19. In examining how Commonwealth employment law might better protect the safety of those experiencing family violence, disclosure of family violence emerges as a key issue, both with respect to barriers to disclosure, and where victims do disclose family violence, the way in which those who receive such disclosures handle that information.
20. Victims may wish to disclose family violence to individuals and organisations within the employment law system—such as Job Services Australia (JSA) providers, employers or union representatives—for a range of reasons, including:
in order to alert them to the impact of family violence on their attendance or performance;
to seek assistance or access to entitlements; or
because of safety concerns.
21. As a result, workplaces have the potential to play a critical role in supporting and protecting the safety of victims of family violence. However, victims may be reluctant to disclose family violence because they fear disclosure will jeopardise their job or career, they will be stigmatised, or that their employer will not be responsive. The ALRC is interested in comment about barriers faced by victims of family violence in disclosing family violence in the employment context.
22. The ALRC also seeks comment in relation to concerns expressed about the potential impact disclosure of family violence may have on the responsibility or liability of those to whom violence is disclosed. For example, union representatives, or individuals in the NT to whom mandatory reporting provisions apply under the Domestic and Family Violence Act 2007 (NT) may have concerns about the potential impact of encouraging disclosure of family violence in employment-related contexts.
Privacy Act issues
23. When victims of family violence disclose their experiences of family violence to JSA providers, employers or others, privacy issues may arise. The principal piece of federal legislation governing information privacy in Australia is the Privacy Act 1988 (Cth). The Privacy Act regulates the handling of personal information by the Australian Government and the ACT Government—to which 11 Information Privacy Principles apply—and the private sector—to which 10 National Privacy Principles apply.
24. Under the Privacy Act, the handling of an ‘employee record’ by a public sector employer is treated differently from the handling of such a record by a private sector employer. Section 6 of the Privacy Act defines ‘employee record’ as a record of personal information relating to the employment of the employee. Examples of such personal information include information about the employee, such as terms and conditions of employment, personal details, performance, conduct and hours of employment and leave.
25. To the extent that disclosure of family violence to employers is related to the employment of the employee—for example, for the purposes of obtaining leave or utilising provisions of a family violence clause in an enterprise agreement—it is personal information which constitutes an employee record.

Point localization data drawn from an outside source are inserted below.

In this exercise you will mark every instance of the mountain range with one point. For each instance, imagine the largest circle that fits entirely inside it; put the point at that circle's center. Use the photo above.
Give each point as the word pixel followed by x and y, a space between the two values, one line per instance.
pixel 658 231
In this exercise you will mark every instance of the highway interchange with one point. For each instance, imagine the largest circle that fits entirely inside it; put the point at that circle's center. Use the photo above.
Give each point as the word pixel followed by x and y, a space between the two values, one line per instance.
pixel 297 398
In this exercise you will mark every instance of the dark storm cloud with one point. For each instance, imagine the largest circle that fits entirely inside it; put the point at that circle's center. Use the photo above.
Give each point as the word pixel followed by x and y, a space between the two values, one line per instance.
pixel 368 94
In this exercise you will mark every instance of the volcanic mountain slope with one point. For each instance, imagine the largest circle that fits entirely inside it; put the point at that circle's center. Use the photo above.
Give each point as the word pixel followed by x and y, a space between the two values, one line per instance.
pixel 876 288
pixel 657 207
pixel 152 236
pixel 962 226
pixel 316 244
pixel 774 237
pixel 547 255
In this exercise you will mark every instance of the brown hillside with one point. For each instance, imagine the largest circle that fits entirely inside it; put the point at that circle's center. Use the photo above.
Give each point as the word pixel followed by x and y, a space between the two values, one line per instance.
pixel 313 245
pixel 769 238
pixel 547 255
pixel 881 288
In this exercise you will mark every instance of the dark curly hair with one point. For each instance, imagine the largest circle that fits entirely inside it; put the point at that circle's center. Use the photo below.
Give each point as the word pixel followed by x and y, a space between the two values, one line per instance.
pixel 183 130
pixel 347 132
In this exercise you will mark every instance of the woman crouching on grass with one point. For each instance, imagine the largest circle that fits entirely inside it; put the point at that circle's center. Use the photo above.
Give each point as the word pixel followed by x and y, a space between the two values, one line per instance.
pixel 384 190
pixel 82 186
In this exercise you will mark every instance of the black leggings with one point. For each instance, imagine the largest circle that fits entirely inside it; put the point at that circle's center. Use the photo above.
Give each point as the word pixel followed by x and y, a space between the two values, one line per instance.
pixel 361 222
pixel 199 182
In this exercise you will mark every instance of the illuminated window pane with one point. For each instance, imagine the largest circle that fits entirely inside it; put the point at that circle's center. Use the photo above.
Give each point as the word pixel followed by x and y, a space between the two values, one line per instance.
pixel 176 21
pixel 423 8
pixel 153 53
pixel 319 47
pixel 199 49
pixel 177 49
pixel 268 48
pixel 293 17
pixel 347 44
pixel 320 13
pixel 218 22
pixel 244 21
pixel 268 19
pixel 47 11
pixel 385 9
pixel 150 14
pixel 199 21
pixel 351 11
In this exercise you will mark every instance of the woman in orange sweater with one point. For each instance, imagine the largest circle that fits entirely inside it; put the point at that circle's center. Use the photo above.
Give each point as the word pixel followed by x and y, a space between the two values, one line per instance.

26. Government agencies must handle employee records in compliance with the Privacy Act. However, private organisations are exempt from the operation of the Act where an act or practice is related directly to: the employment relationship between the organisation and the individual; and an employee record held by the organisation. This exemption is usually referred to as the ‘employee records exemption’.
27. In For Your Information: Australian Privacy Law and Practice, Report 108 (2008), the ALRC concluded that there is no sound policy justification for retaining the employee records exemption and recommended its removal. Specifically, the ALRC stated that there is a lack of adequate privacy protection for employee records in the private sector, despite the sensitivity of personal information held by employers and the potential for economic pressure to be exerted over employees to provide personal information to their employers. The ALRC also emphasised the disjunction between the obligations owed by private and public sector organisations with respect to the treatment of personal information.
28. To the extent that the employee records exemption creates additional barriers to the disclosure of family violence by private sector employees, this provides further reason for the amendment of the Privacy Act to remove the employee records exemption.
Question 1 What barriers, if any, do employees who are experiencing family violence currently face in disclosing family violence in employment-related contexts?
Question 2 What impact might disclosure of family violence by employees have on the responsibility or liability of employers, union delegates or others?
 Employees from particular groups or communities may have additional fears about disclosing family violence. For example, an employee who is a member of a same-sex couple, but who is not ‘out’ at work, may fear stigmatisation or discrimination on the basis of their sexuality, as well as their experiences of family violence.
 Under the Domestic and Family Violence Act 2007 (NT) s 124A (1), an adult commits an offence if he or she believes on reasonable grounds that another person has caused, or is likely to cause, harm to someone else (the victim) with whom the other person is in a domestic relationship; or the life or safety of the victim is under serious or imminent threat because domestic violence has been, is being or is about to be committed; and he or she does not report that to a police officer. Note, under s 124A(2) there is a defence available if the defendant has a reasonable excuse for failing to report.
 In June 2010, the Australian Government released an exposure draft of legislation intended to unify the Information Privacy Principles and the National Privacy Principles in a single set of 13 Australian Privacy Principles (APPs), as recommended by the ALRC in Australian Law Reform Commission, For Your Information: Australian Privacy Law and Practice, Report 108 (2008).
Privacy Act 1988 (Cth) ss 7(1)(ee), 7B(3).
 Australian Law Reform Commission, For Your Information: Australian Privacy Law and Practice, Report 108 (2008), Rec 40–1.